# Champions league 20-21 August



## OddsPoster (Aug 12, 2013)




----------



## HowToBet (Aug 19, 2013)

European Champions League qualifiers and a huge game in Portugal, its Pacos Ferriera v Zenit St Petersburg.

Pacos Ferriera had a fantastic season in last year’s Primeira Liga finishing an unprecedented 3rd in the table and making their 1st incursion into the Champions League. They have spent 9 seasons in the top flight in Portugal and are usually to be found in midtable. The side will be coached this year by Portuguese legend Costina after Paulo Fonseca was head hunted by Porto. Pacos have very limited European experience with only 6 ties played. They have 1 win, 2 draws and 3 defeats, they have only passed one tie so far and that was against Chisnau of Moldovia.  They opened up their league account with a disappointing 2-0 home loss to Braga.

Zenit St Petersburg are the biggest sides in Russian football at the moment thanks to the investment of energy giant Gazprom.  Coached by Luciano Spalletti and packed with stars foreign and domestic Zenit have the quality to do extremely well in this tournament. Now that the major Russian stumbling block of the season start has been moved into line with the rest of Europe we should see some major advancement from the Russian sides. Zenit have opened up very well in Russia with 3 wins, 1 draw and 1 defeat. In Champions League they dismantled Nordsjaelland of Denmark, winning both legs and advancing 6-0 on aggregate.

P. FERREIRA – ZENIT ST PETERSBURG: BETTING TIPS

A very difficult opening tie in Champions League for Pacos de Ferreira, the game will be played at Porto’s ground too as their own ground isn’t big enough for the ECL. For me its down to Zenit how this game goes down. Zenit have the tools to win this tie no problem but will the be happy to contain as they did in Denmark? I think Zenit will simply be too good for the Portuguese, I don’t see many goals here either. A low scoring Zenit win looks on the cards. I take Zenit St Petersburg at 1.83 with bet365.


----------



## HowToBet (Aug 19, 2013)

Dinamo Zagreb is 4-2-0 in six matches domestically and they are currently on top of the table. In their last match they were totally dominant against Lokomotiva, but failed to capitalize on their many chances. In the end they won 2-1, but it could easily have been 5-1. In Champions League qualification Dinamo has knocked out Fola Esch from Luxembourg and Moldovian Sheriff Tiraspol. They didn’t let in a single goal in the process and scored ten. Zagreb has strengthened their squad in the transfer window bringing in a handful of players that has gone straight into the team.

Austria Wien hasn’t gotten off to a good start domestically; 2-2-1 in five matches is not good enough for the reigning champions. They did however win their last game against Wiener Neustadt 5-0 so perhaps the form is around the corner. In UEFA Champions League qualification so far they edged past FH of Iceland with a 1-0 win at home, followed up by 0-0 in Hafnarfjordur.

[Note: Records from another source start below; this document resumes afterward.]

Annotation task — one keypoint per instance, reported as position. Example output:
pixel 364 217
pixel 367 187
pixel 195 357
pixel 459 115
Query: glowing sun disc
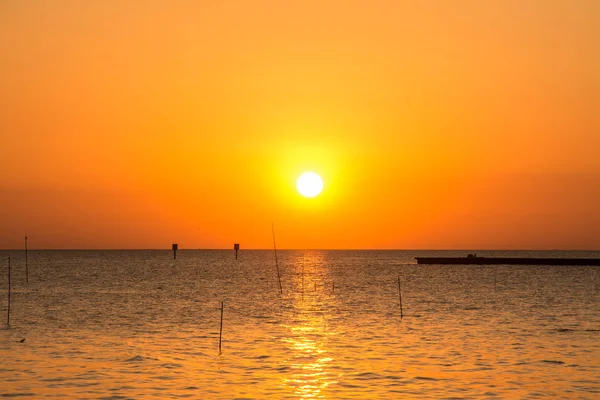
pixel 309 184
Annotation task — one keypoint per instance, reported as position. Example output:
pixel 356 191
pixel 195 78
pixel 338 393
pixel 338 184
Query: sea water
pixel 135 324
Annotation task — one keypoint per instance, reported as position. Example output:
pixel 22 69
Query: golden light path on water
pixel 308 340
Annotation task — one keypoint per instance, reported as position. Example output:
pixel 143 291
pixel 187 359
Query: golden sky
pixel 434 124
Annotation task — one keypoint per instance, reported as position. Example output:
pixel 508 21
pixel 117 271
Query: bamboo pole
pixel 26 266
pixel 400 296
pixel 221 329
pixel 8 311
pixel 303 260
pixel 276 262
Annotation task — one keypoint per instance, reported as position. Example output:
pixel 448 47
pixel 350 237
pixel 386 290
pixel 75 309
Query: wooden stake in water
pixel 26 266
pixel 221 329
pixel 400 296
pixel 303 259
pixel 276 262
pixel 8 312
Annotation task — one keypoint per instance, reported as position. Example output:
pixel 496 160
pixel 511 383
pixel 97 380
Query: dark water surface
pixel 132 324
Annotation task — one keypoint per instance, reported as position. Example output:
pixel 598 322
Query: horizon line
pixel 300 249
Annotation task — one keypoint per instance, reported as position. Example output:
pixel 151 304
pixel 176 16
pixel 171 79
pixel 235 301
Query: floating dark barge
pixel 471 259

Dinamo Zagreb v Austria Wien betting tips for the 1x2

Dinamo Zagreb is a side with a lot of quality internationals on both senior and junior level. They have a forward line that looks very threatening whenever they go on the pitch, and their defense is shored up well, much thanks to 35 year old veteran, and Croatia International Josip Simunic. Austria Wien has a decent squad, but it doesn’t compete nearly at the same level. This is a clear home win shout for me.

My betting tip is Dinamo Zagreb on the 1x2 with Bet365. The price for this selection is 1.72 (8/11).


----------



## Bultip (Aug 21, 2013)

Ludogorets - Basel
20:45

Draw no bet for Ludogorets against Basel is a nice bet. The new manager of the team has seven wins from seven games, in which two wins over Partizan, 3:0 win over Slovan Bratislava, and 3:0 win over the third in Bulgaria from last year, CSKA Sofia. Basel on the other hand has sold many of the key players of the team and three key players are injured, one of which the striker of the team, Streller.Another good bet is Double chance where can be found with odds of 1,75 in Pinnaclesports.

Prediction: Draw no Bet 1 @2,35 bet365


----------



## Bultip (Aug 21, 2013)

20:45 
Steaua - Legia Warsaw

Steaua-Legia Steaua has one step to go in the group of UCL but they will have to beat a solid team of Legia who is one of the tough oponents but Steaua is confident in a qualification they have a better squad than Legia and they are favorite to go forward. Steaua has won against Vardar Skopje with 3-0 and 2-1, Dinamo Tbilisi with 2-0 and 1-1 at home in a game who where controlled by Steaua but some changes in the half time make the game go wrong for Steaua and they complicated the game anyway Steaua has quality players expecially on the midfield zone with Tanase,Bourceanu,Iancu,Popa,Stanciu and Pintilii and a good defense , Steaua know very well only a win at home by 1-0 or 2-0 will help them because they will go on the road in the hell of Legia fans and the situation wont be easy at all. Legia is the champion of Poland and a good team hard to beat them they will play until the final whissel despite they have lost against Ruch Chorzow in the league they manage to win in the cup with 3-0 and they rest some players for this game which is extremely important for both teams the qualification in the groups means lot of money and team like Steaua and Legia cant afford to miss this oportunity ,wont be easy for Steaua but they have the power to beat many teams at home. Legia has obtain an hard qualify against Molde with 1-1 and 0-0 at home Molde is weaker than Steaua and Legia is not Chelsea to make a hard presure in this game so I see nothing but a win for Steaua a team who has start the season with 3 wins of 3 and they have 2 games postponned ,Steaua is playing a good football so a win must come.

Prediction: 1 @1,67 pinnaclesports


----------